Oscars: Every Best Picture Nominee Of The 2010s - Ranked Worst To Best

38. Midnight In Paris

Midnight In Paris Marion Cotilliard Owen Wilson
Sony Pictures Classics

You could say that Midnight in Paris is a bit of a cheat movie. How can a film all about romanticising the past and transporting the viewer back to an idealised version of the roaring 1920s and letting them rub shoulders with the likes of F. Scott Fitzgerald and Jean Cocteau not evoke the kind of warm, comfort blanket feeling that so many Oscar movies rely on for success?

It can't, but Midnight in Paris is so good because it doesn't just rest on that draw for a whole 90 minutes. Instead it picks it apart and deconstructs the entire idea of nostalgia and romanticising a past generation instead of living in the moment and making the most of the present. Not to the point where that invalidates the reading of the film as a straight throwback, but enough to make it more than the inoffensive compilation of iconography it could have so easily been.

JB

37. Black Panther

Black Panther
Marvel Comics

The first superhero movie to be nominated for Best Picture, you can argue that others before it (The Dark Knight, Logan etc) have been more deserving. But the fact a comic book movie has broken through at all is something to be celebrated, and among the nominees this year it's difficult to argue against Black Panther's inclusion.

The film does have some issues with its third-act - the visual effects here are especially bad - but that's forgivable when what comes before it is so good. The cast, characters, story, and world-building are extremely well done. The art design and cinematography are gorgeous, the music powerful, and Michael B. Jordan gives a towering performance that ranks among the MCU's best. To so deftly handle themes around colonialism, slavery, black culture and black lives is impressive. To do so while still being a highly entertaining superhero flick is even more so.

JH

36. Moneyball

Brad Pitt In Moneyball 600x300
Columbia Pictures

If you've ever aspired to pick up a pen and write something professionally, there are a few films that you should immediately be jealous of. Jealous in a good way - the kind that grabs you by the grey matter and tells you to get your sh*t together and work - but jealous all the same. When Harry Met Sally is one of them. Moneyball is another.

Written so well that nobody seemed to notice it was about maths and baseball losers, Moneyball manages to somehow retain the romance of an underdog sport movie story (because even when you're not invested in the sport, you're invested in the romance), despite the story fundamentally being about the opposite. Here, analytics and cold hard calculations are made human by energy, emotion and just really, really great performances. It's like the Sandlot only with graphs.

SG

35. Hell Or High Water

Hell Or High Water
Lionsgate

Considering he's written only a handful of films and was most notable initially for acting in Sons Of Anarchy, Taylor Sheridan is a bloody genius. Adding his wry writing spirt to a cast led by Chris Pine, Oscar powerhouse Jeff Bridges and The Best Actor In The World Ben Foster proved a recipe for sun-bleached, neo-Western glory.
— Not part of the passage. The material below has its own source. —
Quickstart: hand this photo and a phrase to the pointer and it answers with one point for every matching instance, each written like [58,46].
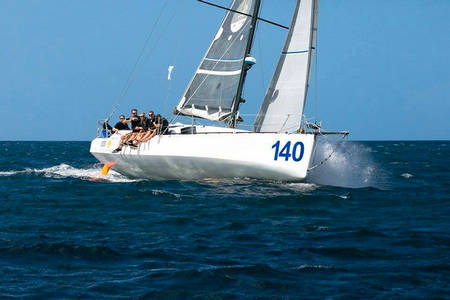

It's essentially a heist film flirting with the Western genre that eschews the need for gun-play or even Tarantino-style verbal dick-swinging for strong characters and a screenplay you'll wish you'd written. And by God it looks beautiful too. Too many modern Westerns are obsessed with the idea of showing the sun-parched rolling plains as some sort of desolate wasteland: here they look like paintings you want to roll around in. With Chris Pine. Or Ben Foster's moustache.